BATU, RADAR BATU – Proses belajar siswa tidak hanya dipengaruhi oleh kemampuan akademik, tetapi juga kondisi emosional yang dimiliki. Dalam praktiknya, emosi berperan penting dalam menentukan keberhasilan siswa memahami materi, menjaga konsentrasi, hingga membangun interaksi di lingkungan sekolah.
Peran Emosi dalam Proses Belajar
Dalam perspektif psikologi pendidikan, emosi menjadi salah satu faktor yang memengaruhi efektivitas pembelajaran. Siswa yang merasa nyaman, tertarik, dan antusias cenderung lebih mudah terlibat dalam kegiatan belajar.
Sebaliknya, emosi negatif seperti cemas, takut, atau bosan dapat menghambat proses tersebut. Laman Ma’soem University menjelaskan bahwa emosi tidak hanya memengaruhi motivasi, tetapi juga konsentrasi serta kemampuan menyimpan informasi dalam memori jangka panjang.

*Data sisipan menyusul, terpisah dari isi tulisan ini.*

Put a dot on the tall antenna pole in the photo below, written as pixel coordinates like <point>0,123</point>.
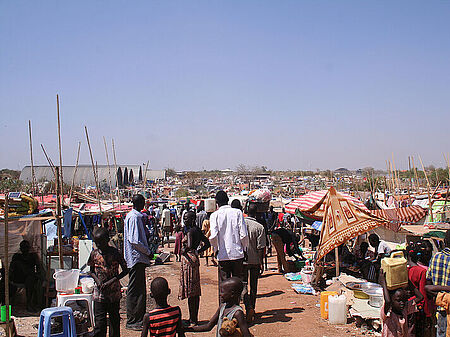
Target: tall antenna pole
<point>59,147</point>
<point>33,177</point>
<point>93,170</point>
<point>115,168</point>
<point>74,173</point>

Baca Juga: Memikirkan Banyak Hal Sebelum Bertindak Ditemui pada Siswa
Kecerdasan Emosional Pengaruhi Prestasi
Kondisi emosional siswa juga berkaitan erat dengan kecerdasan emosional. Berdasarkan laman Kementerian Kesehatan, kecerdasan emosional merupakan kemampuan mengenali, mengelola, dan mengekspresikan emosi diri serta memahami perasaan orang lain.
Siswa dengan kecerdasan emosional yang baik cenderung lebih mampu mengendalikan diri, bertahan menghadapi tekanan, serta tetap fokus dalam belajar. Hal ini berpengaruh pada pencapaian prestasi, karena siswa tidak mudah terganggu oleh kondisi lingkungan maupun tekanan yang muncul.
Sebaliknya, ketidakmampuan mengelola emosi dapat membuat siswa sulit berkonsentrasi, mudah kehilangan motivasi, hingga berdampak pada hasil belajar yang tidak optimal.
Baca Juga: Upaya yang Dapat Dilakukan Guru untuk Meningkatkan Keterlibatan Siswa dalam Proses Pembelajaran
Upaya Mengelola Emosi dalam Pembelajaran
Sejumlah langkah dapat dilakukan untuk mendukung kondisi emosional siswa dalam belajar. Di antaranya mengenali emosi diri, menciptakan lingkungan belajar yang nyaman, serta membangun interaksi sosial yang positif.
Selain itu, penerapan teknik sederhana seperti relaksasi, pengaturan waktu istirahat, hingga dukungan dari teman dan guru juga membantu menjaga stabilitas emosi. Kecerdasan emosional yang terkelola dengan baik dinilai mampu mendorong siswa lebih fokus, percaya diri, serta aktif dalam proses pembelajaran.